DISTRICT: Holzminden.
LOCATION OF CEMETERY: Am Mühlentor close to a parking lot on the shore of the river Weser.
IN USE: First recorded in 1677 until 1937.
NUMBER OF GRAVESTONES: 2 dated 1925 and 1935. Numerous empty grave areas.
DOCUMENTATION:
- 1991 photographs and copies of gravestone inscriptions by Gelderblom.
- 1997 Colour slide of both remaining gravestones by Hansjürgen Heinritz.
PUBLICATIONS:
- Jörg Mitzkat und Andrew Schäfer: Jüdische Friedhöfe im Landkreis Holzminden,pages 16-17. Pub. by Heimat- und Geschichtsverein Holzminden. Holzminden (1996), 64pages (LBI).
- History and photographs by Bernard Gelderblom.
NOTES:
- The cemetery was first restored after 1945 including the recovery of the 2 gravestones. It had reportedly been demolished in 1938 and was subsequently used as a scrapyard by a nearby river Weser shipyard. What had been the former cemetery was leased in June 1943 to the shipyard for 12 years by the city of Bodenwerder. In 1954 the shipyard returned the area occupied by them. The cemetery was radically remodelled in 2002. Source: Bernard Gelderblom.
- The cemetery was destroyed after 1937 and once more desecrated in 1998, after having been refurbished in 1985/87.

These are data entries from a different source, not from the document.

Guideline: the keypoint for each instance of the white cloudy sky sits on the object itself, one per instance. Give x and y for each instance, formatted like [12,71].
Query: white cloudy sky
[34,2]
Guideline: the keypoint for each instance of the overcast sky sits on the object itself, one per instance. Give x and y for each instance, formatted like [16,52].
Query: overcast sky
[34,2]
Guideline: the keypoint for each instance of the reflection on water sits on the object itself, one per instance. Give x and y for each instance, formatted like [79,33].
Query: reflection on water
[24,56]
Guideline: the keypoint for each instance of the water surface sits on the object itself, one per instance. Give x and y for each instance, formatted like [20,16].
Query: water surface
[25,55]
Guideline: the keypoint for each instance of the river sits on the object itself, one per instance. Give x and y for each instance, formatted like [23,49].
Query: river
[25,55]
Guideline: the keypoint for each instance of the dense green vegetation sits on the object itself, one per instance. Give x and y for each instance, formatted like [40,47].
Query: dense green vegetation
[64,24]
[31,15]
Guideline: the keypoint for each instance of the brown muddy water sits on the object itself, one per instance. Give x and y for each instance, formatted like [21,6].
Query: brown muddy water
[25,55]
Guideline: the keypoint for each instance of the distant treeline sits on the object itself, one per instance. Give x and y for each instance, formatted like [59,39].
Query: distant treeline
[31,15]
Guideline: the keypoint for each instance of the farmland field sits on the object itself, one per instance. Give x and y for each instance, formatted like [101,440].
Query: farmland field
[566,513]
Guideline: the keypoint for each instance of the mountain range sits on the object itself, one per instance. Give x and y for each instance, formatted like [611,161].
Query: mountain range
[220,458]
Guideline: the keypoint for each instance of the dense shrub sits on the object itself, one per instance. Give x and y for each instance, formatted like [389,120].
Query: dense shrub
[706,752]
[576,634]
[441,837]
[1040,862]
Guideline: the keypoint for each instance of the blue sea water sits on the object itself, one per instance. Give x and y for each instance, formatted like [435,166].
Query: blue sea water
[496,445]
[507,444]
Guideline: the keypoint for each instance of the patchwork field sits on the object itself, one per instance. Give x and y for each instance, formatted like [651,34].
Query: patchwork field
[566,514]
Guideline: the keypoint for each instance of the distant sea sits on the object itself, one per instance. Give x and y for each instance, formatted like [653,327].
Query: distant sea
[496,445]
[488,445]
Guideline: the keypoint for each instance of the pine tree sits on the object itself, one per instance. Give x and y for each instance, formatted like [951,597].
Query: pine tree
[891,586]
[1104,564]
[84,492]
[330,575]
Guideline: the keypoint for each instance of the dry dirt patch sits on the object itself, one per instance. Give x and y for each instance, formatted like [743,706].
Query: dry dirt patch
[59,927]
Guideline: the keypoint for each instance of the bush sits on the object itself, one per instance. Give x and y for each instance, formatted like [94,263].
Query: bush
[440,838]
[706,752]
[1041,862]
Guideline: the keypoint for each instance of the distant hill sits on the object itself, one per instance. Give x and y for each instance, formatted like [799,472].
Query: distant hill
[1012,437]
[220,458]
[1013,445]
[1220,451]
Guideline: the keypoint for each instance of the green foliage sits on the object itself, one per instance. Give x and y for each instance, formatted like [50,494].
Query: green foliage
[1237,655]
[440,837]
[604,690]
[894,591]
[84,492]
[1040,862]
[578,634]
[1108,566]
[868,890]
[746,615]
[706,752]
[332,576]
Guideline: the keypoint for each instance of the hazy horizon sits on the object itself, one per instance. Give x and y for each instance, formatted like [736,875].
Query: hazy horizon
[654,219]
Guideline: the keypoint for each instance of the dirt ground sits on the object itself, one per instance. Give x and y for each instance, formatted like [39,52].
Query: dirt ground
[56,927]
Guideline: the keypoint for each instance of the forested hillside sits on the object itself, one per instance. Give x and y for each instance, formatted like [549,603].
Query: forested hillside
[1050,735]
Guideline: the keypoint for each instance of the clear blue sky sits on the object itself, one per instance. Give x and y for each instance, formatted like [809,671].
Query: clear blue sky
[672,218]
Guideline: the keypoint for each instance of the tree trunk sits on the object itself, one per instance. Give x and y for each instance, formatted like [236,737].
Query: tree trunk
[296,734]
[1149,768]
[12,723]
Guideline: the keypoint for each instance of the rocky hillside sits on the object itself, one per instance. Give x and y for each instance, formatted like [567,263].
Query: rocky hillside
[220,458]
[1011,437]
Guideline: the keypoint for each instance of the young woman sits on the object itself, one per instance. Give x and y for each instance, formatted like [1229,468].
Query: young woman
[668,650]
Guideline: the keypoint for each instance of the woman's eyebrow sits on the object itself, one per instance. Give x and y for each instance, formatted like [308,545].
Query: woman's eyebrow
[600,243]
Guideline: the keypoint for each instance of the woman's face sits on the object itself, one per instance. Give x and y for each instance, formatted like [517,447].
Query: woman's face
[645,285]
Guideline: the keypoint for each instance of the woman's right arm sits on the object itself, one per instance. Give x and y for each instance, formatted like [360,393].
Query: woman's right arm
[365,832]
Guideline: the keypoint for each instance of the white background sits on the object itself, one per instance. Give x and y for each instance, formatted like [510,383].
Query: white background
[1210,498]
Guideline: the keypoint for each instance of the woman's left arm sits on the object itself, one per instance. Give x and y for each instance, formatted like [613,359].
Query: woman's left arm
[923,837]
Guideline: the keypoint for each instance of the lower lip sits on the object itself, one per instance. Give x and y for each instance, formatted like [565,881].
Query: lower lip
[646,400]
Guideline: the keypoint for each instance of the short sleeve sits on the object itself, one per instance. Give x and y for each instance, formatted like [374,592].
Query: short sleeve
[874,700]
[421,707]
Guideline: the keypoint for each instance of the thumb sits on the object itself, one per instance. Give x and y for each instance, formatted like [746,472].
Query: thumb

- There is a small cemetery (about 300 sq.yds) in KEMNADE located on Unter der Piese which was completely destroyed under the Nazi regime. There are no gravestones nor is it possible to establish the number of graves that had existed. After WW2 permission was granted to a private individual to build a house on the site but construction came to a halt at the skeleton stage in 1952, when ownership of the site first changed. Since 1959 the ground is owned by the Association of Jewish Communities in Lower Saxony and all that remains on the site is a ruin.
- A memorial stone was erected on the site in the 1960s by the Association. Following a refurbishment in 1983, care and maintenance is in the hands of a local market garden since 1999.